Like a lot of people last year, Jolynne Roorda’s byword for 2020 was “pivot.”
When the pandemic hit, Roorda and other organizers of the Madison Jazz Festival kept planning to put the event on in the summer in the hope it would be safe by then. Ultimately, the event was canceled.
Over the ensuing year, the Arts + Literature Laboratory, one of the co-sponsors of the festival, learned how to stream other shows for an online audience. Now, ALL and the Wisconsin Union Theater will be using their newfound skills to put on a series of live and online events as part of this summer’s 33rd annual Madison Jazz Festival. Of the festival’s 16 events, five will be available online and seven will be held outdoors.

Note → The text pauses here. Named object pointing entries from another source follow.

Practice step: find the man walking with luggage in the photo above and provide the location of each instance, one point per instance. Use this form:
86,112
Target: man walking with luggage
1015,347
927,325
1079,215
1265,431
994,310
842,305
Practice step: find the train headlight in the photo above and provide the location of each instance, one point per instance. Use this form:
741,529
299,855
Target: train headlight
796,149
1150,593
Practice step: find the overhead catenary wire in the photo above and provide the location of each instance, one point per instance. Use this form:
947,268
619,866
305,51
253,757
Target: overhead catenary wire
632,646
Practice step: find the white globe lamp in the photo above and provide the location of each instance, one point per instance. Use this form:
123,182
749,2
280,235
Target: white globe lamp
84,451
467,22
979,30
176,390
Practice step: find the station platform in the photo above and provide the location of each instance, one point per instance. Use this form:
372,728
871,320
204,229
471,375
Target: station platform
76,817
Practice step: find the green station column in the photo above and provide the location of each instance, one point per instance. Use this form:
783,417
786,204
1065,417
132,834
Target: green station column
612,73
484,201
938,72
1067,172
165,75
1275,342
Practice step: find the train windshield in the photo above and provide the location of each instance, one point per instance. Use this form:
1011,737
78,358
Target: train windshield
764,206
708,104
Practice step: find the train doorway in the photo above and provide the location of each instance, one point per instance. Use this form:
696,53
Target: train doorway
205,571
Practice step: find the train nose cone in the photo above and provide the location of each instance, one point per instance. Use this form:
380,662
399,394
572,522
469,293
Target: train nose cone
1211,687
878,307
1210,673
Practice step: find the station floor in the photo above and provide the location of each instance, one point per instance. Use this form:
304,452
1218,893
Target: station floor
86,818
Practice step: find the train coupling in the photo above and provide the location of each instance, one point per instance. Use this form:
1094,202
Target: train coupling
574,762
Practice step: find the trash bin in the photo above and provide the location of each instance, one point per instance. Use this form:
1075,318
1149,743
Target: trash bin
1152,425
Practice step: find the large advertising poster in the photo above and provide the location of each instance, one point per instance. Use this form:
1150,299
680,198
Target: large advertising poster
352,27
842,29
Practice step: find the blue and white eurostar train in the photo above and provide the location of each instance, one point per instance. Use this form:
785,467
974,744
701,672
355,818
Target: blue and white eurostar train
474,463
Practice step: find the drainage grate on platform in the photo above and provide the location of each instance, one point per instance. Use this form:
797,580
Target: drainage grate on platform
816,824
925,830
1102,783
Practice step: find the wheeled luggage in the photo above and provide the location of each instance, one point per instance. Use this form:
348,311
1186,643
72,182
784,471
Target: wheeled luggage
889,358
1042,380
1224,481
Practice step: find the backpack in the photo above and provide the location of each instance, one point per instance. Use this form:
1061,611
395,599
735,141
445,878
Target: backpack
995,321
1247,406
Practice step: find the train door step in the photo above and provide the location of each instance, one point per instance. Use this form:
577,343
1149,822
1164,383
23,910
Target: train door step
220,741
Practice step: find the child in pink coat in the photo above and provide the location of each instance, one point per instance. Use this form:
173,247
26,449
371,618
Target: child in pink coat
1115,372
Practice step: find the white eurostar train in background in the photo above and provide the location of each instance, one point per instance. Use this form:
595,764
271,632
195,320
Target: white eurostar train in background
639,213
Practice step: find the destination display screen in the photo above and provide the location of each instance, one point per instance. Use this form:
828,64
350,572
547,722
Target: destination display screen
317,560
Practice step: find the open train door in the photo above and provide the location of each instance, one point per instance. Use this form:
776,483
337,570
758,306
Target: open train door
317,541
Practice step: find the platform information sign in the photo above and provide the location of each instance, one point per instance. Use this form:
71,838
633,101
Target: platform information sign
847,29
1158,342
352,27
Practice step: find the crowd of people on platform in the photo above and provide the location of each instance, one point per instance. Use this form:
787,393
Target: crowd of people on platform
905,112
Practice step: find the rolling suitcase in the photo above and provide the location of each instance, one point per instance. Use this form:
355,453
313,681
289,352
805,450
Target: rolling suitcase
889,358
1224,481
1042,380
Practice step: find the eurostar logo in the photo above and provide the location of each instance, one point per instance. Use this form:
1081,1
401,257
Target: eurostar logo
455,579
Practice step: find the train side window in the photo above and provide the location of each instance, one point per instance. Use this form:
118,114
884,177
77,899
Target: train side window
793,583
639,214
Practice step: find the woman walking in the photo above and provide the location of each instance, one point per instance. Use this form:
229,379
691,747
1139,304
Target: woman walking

“That combination of virtual events and outdoor events and then some indoor events is really important because we know not everyone is at the same comfort level,” Roorda said. “We found a lot of people really enjoyed being able to access the arts from their homes.”
This year’s 10-day festival features performances in parks, patios and cocktail lounges throughout the city. When organizers started planning the 2021 festival, the future of COVID restrictions was uncertain. Nick Moran, a regular Jazz Festival performer and consultant with ALL, said that forced organizers to prepare several alternate plans.

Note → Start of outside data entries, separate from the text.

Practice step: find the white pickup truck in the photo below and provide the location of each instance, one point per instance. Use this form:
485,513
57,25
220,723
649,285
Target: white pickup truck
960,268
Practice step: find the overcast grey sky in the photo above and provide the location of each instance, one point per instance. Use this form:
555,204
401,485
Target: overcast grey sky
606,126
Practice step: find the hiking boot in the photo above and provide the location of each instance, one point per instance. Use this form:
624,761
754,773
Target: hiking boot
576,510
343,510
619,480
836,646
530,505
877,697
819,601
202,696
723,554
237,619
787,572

“We were kind of just throwing spaghetti against the cupboard seeing what would stick,” he said.
Many of the performers and venues were selected to “shine a spotlight on the types of jazz that the community can be a part of all year long,” Roorda said. In an effort to engage younger audiences, the festival will feature several family-friendly events and an all-ages master class taught by Peter Dominguez, a UW-Madison professor of double bass and jazz studies.
Despite the end of COVID-19 restrictions, the festival will look slightly different this year. There will only be one night at the Union Terrace, due to its reduced seating capacity. Instead, organizers added a larger outdoor performance at Breese Stevens Field with Nate Smith + Kinfolk.
Moran, who spent much of the last year recording music, said he hopes the return of live performances will demonstrate how important access to the arts is.
“There was a certain type of mourning we all went through in March of 2020 when we realized that live music events were on pause for the foreseeable future,” Moran said. “I hope we can learn some lessons from the pandemic and realize how much we need to support the arts.”